Sierra Mojada
"Ghost towns in Mexico are either sad or beautiful; Sierra Mojada managed to be both, with the desert keeping its own record of everything that happened here."
I took a shared taxi from Torreón that dropped me at the edge of Sierra Mojada with the particular finality of someone who has no intention of waiting. It was just past noon, the sun doing its Coahuila thing at 2,000 metres — bright enough to wash out colour, not quite warm enough to forgive the wind. The town revealed itself slowly: a church facade the colour of old bone, a row of stone commercial buildings that looked built for permanence and then abandoned mid-thought, the faintest smell of dust and mineral rust that I later learned is just what the air smells like here, always.
The Architecture of Abandonment
Mining towns in Mexico tend toward one of two outcomes: resuscitation as a Pueblo Mágico or slow collapse into atmospheric ruin. Sierra Mojada occupies a middle state that I found more honest than either. Silver, lead, and zinc came out of these mountains from the 1870s onward, and the town that grew around that extraction built in stone, with ambition — the Parroquia de Santa Rosa de Lima still holds Sunday Mass, the old casino has kept its facade if not its function, and the central plaza feels designed rather than improvised. What is missing is the noise. The commercial buildings along Calle Hidalgo have their original ironwork and their shuttered windows, and if you walk them in early morning you spend time trying to calculate what year feels most accurate. The mines shut down in stages through the 20th century as prices dropped and veins narrowed, which is why the town looks unfinished rather than destroyed. That distinction matters when you are standing in it.

Las Grutas de Cristal
I was not expecting the caves to do what they did. I had seen photographs of selenite formations before — the kind that circulate in travel contexts alongside words I am not going to use — and I had adjusted my expectations downward accordingly. Then I was inside the Grutas de Cristal, roughly eight kilometres out of town toward the sierra, standing in a chamber where columns of translucent selenite grew at angles that had nothing to do with gravity as I understand it.
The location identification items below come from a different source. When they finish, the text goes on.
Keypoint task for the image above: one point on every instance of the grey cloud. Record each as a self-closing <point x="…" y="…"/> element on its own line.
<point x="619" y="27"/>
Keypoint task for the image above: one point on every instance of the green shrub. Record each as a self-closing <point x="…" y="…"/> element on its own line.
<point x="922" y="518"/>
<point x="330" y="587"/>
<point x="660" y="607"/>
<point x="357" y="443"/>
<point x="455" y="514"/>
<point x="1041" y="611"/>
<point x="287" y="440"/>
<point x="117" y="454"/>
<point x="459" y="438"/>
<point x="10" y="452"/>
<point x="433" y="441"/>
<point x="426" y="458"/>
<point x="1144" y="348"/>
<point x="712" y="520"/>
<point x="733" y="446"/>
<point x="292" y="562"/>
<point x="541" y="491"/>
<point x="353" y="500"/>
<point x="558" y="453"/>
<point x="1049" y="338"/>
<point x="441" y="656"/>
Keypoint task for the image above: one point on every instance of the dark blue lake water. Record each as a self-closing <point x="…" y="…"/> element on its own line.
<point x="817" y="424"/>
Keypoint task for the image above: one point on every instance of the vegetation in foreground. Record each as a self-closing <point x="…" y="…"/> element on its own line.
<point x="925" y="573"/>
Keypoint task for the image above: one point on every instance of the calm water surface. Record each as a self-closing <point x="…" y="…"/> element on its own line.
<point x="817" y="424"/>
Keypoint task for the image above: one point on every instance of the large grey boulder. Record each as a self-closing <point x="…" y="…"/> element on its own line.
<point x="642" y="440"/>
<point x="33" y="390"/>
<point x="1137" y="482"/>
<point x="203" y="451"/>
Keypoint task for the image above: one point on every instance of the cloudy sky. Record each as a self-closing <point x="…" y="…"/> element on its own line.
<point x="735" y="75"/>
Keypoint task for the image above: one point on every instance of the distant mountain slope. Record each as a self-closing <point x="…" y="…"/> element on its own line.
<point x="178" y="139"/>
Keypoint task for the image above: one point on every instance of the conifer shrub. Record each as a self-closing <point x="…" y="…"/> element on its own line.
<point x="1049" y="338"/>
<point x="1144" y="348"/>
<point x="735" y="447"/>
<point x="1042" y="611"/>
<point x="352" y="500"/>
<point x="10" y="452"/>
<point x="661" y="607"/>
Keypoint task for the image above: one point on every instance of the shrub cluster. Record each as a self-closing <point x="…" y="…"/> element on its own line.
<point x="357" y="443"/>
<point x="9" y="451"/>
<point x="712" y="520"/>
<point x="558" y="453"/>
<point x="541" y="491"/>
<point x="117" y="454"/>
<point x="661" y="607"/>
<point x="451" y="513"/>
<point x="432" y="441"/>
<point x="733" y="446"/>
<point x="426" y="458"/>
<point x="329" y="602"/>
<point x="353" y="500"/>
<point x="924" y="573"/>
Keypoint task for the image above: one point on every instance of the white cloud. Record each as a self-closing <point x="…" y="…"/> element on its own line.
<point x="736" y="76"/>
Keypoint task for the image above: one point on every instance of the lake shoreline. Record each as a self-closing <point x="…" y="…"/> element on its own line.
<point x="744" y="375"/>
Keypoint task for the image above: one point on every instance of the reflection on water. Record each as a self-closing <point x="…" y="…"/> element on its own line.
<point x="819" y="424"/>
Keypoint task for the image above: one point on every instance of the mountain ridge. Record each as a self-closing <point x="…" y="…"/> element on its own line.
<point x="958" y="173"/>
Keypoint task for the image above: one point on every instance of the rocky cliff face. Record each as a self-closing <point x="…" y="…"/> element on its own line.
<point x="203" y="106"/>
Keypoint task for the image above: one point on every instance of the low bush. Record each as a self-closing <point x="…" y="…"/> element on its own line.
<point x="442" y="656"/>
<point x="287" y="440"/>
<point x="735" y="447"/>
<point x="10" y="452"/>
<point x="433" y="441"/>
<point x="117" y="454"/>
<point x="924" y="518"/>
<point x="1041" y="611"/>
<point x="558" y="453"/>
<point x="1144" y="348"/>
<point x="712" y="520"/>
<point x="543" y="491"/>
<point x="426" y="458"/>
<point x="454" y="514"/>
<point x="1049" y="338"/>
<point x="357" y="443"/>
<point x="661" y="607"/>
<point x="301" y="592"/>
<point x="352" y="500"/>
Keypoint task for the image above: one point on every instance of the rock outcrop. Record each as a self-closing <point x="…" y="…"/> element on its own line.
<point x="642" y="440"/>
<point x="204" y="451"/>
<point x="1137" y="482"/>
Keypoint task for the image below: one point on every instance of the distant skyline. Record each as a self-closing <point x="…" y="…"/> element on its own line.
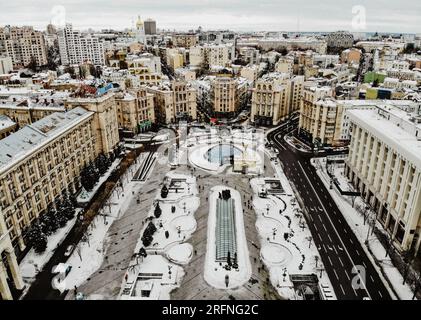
<point x="239" y="15"/>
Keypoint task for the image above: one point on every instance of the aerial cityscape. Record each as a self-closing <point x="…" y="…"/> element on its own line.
<point x="235" y="150"/>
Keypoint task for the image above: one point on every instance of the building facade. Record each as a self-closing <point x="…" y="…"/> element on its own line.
<point x="135" y="110"/>
<point x="105" y="119"/>
<point x="275" y="97"/>
<point x="6" y="65"/>
<point x="76" y="48"/>
<point x="384" y="164"/>
<point x="150" y="27"/>
<point x="174" y="102"/>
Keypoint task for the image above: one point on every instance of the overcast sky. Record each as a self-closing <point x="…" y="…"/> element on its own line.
<point x="244" y="15"/>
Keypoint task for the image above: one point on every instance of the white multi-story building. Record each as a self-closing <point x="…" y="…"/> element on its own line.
<point x="384" y="164"/>
<point x="6" y="65"/>
<point x="211" y="55"/>
<point x="285" y="65"/>
<point x="275" y="97"/>
<point x="76" y="48"/>
<point x="24" y="45"/>
<point x="324" y="60"/>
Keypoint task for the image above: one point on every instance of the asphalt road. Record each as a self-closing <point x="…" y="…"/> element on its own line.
<point x="340" y="250"/>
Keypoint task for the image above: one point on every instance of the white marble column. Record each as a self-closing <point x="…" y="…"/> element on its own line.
<point x="14" y="268"/>
<point x="4" y="287"/>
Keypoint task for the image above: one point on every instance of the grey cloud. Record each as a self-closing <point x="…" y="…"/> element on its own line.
<point x="382" y="15"/>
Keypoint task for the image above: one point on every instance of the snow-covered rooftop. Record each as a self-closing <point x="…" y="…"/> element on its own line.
<point x="6" y="122"/>
<point x="394" y="127"/>
<point x="25" y="141"/>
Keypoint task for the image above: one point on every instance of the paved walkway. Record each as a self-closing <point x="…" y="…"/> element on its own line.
<point x="193" y="285"/>
<point x="124" y="234"/>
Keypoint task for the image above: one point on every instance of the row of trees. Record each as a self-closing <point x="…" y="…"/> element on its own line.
<point x="56" y="217"/>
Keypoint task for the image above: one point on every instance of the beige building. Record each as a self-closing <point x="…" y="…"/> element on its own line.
<point x="23" y="115"/>
<point x="384" y="164"/>
<point x="105" y="119"/>
<point x="316" y="117"/>
<point x="250" y="72"/>
<point x="175" y="60"/>
<point x="275" y="97"/>
<point x="135" y="109"/>
<point x="9" y="268"/>
<point x="185" y="40"/>
<point x="6" y="65"/>
<point x="228" y="95"/>
<point x="210" y="55"/>
<point x="7" y="126"/>
<point x="37" y="164"/>
<point x="174" y="102"/>
<point x="285" y="65"/>
<point x="351" y="56"/>
<point x="23" y="44"/>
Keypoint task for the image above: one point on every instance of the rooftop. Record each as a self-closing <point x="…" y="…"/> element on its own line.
<point x="22" y="143"/>
<point x="394" y="127"/>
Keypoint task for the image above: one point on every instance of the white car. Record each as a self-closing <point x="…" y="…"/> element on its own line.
<point x="69" y="250"/>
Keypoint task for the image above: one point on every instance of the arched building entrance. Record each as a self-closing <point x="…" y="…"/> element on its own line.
<point x="11" y="282"/>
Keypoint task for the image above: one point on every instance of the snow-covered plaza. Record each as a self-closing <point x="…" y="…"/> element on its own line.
<point x="217" y="220"/>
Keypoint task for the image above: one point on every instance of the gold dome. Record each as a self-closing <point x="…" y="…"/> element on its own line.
<point x="139" y="23"/>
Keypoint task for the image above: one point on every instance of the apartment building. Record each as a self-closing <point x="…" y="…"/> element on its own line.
<point x="250" y="55"/>
<point x="174" y="101"/>
<point x="275" y="97"/>
<point x="135" y="109"/>
<point x="313" y="114"/>
<point x="285" y="65"/>
<point x="7" y="126"/>
<point x="339" y="40"/>
<point x="150" y="27"/>
<point x="351" y="56"/>
<point x="211" y="55"/>
<point x="76" y="48"/>
<point x="105" y="118"/>
<point x="6" y="65"/>
<point x="23" y="45"/>
<point x="37" y="165"/>
<point x="185" y="40"/>
<point x="384" y="164"/>
<point x="228" y="95"/>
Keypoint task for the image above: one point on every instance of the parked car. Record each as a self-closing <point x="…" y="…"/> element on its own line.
<point x="63" y="268"/>
<point x="69" y="250"/>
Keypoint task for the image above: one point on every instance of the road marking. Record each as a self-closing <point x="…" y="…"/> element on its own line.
<point x="343" y="291"/>
<point x="340" y="239"/>
<point x="347" y="275"/>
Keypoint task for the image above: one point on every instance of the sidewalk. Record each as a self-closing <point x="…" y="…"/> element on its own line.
<point x="369" y="242"/>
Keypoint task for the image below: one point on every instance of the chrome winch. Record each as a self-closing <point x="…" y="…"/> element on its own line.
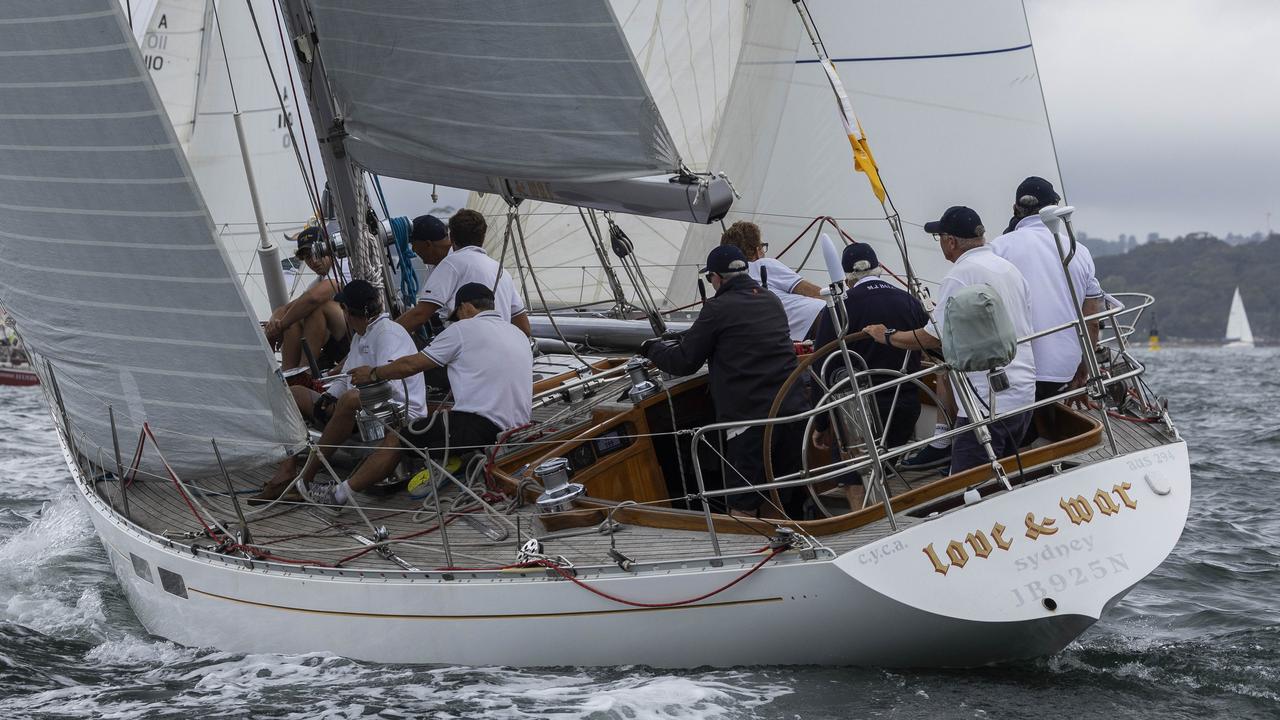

Some of the formations reach two metres, pale as old teeth, completely still. The guide, a local man named Ernesto who had a flashlight and very few words, let me take my time. Weekend tours leave from the plaza; for a weekday visit, the palacio municipal can arrange a guide if you arrive before ten in the morning and are patient about it.

Where the Town Still Runs
The restaurant situation in Sierra Mojada is modest in the way that a nine-hundred-person town at altitude tends to be modest. I ate most of my meals at a comedor on Calle Morelos whose name I never caught but whose pozole rojo was straightforward and sufficient. The Hotel San Francisco on the plaza has rooms, hot water, and a proprietor who will recommend the caves without being asked — I arrived without a reservation on a Tuesday and had no problem. The Saturday market near the church brings vendors from surrounding ranchos with dried chiles, quelites, and occasional fresh cheese worth acquiring before it runs out. Late afternoon light on the stone facades turns everything briefly the colour of good wood, which is when Sierra Mojada looks least like a warning and most like a place someone was glad they stayed in.

Getting There
From Torreón, shared taxis and occasional direct buses run toward Cuatro Ciénegas; from there, arrange a connection to Sierra Mojada — roughly two and a half hours total depending on timing. The road climbs from the desert floor to 2,000 metres and is paved throughout. There is no formal bus terminal in Sierra Mojada; ask at the plaza for onward transport, and do not count on anything departing after four in the afternoon.